Tugas ini diberikan bersamaan dengan tawaran menjadi menteri.
“Menyelesaikan masalah perlindungan HAM, membangun perlindungan HAM ke masa depan dan menyelesaikan masalah yang tersisa di masyarakat,” ujar Mahfud dalam acara Rakornas Forum Komunikasi Pimpinan Daerah (Forkopimda) di Sentul, Jawa Barat, Rabu (13/11/2019) lalu.
Sejurus kemudian, Mahfud mengusulkan untuk membentuk Komisi Kebenaran dan Rekonsiliasi (KKR) untuk menyelesaikan berbagai kasus pelanggaran HAM masa lalu.
Draft RUU KKR, yang menjadi dasar hukum bagi pembentukan komisi tersebut, telah rampung dan masuk dalam program legislasi nasional atau Prolegnas 2020.

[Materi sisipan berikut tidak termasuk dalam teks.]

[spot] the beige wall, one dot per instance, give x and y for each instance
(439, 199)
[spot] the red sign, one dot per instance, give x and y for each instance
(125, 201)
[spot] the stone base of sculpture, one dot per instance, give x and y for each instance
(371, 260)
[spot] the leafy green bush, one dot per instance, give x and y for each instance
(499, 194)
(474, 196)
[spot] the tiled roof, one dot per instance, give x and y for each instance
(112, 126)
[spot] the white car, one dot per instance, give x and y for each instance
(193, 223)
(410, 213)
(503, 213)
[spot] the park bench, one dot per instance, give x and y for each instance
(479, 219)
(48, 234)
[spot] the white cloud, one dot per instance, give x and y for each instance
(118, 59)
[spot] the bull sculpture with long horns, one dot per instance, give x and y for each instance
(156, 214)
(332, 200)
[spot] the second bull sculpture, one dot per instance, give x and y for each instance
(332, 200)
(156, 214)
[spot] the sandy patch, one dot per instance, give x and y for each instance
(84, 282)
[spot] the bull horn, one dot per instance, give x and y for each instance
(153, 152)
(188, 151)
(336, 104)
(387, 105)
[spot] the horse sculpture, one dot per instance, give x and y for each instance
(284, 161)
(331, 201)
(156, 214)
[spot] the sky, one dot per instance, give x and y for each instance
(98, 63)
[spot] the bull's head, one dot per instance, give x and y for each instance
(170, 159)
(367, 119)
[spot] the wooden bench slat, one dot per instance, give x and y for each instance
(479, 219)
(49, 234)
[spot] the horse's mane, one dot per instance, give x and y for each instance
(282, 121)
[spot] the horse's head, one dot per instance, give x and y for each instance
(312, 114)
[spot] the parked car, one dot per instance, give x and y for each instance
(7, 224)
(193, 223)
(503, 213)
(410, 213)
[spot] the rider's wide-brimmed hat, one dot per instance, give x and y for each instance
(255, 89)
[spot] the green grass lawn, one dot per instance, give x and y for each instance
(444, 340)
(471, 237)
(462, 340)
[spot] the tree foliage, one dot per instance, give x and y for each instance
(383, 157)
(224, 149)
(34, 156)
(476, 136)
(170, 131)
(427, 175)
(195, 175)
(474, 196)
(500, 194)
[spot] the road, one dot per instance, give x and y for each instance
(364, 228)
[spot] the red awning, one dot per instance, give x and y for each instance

Model penyelesaian kasus-kasus pelanggaran HAM masa lalu melalui KKR telah dilakukan oleh banyak negara.
Hal ini menyusul kisah sukses Arfika Selatan pasca-apartheid dalam menjalankan KKR untuk menyelesaikan kejahatan HAM rezim apartheid.
Prinsip dasar dari KKR adalah mencari kebenaran demi perdamaian.
Karena itu, mekanisme kerjanya adalah adalah memberi kesaksian, mencatat, memeriksa, memberi amnesti kepada pelaku pelanggar HAM (dalam kasus tertentu), memberi ganti rugi dan rehabilitasi.
Amnesti diberikan dengan syarat pengakuan akan kejahatan HAM oleh pelaku.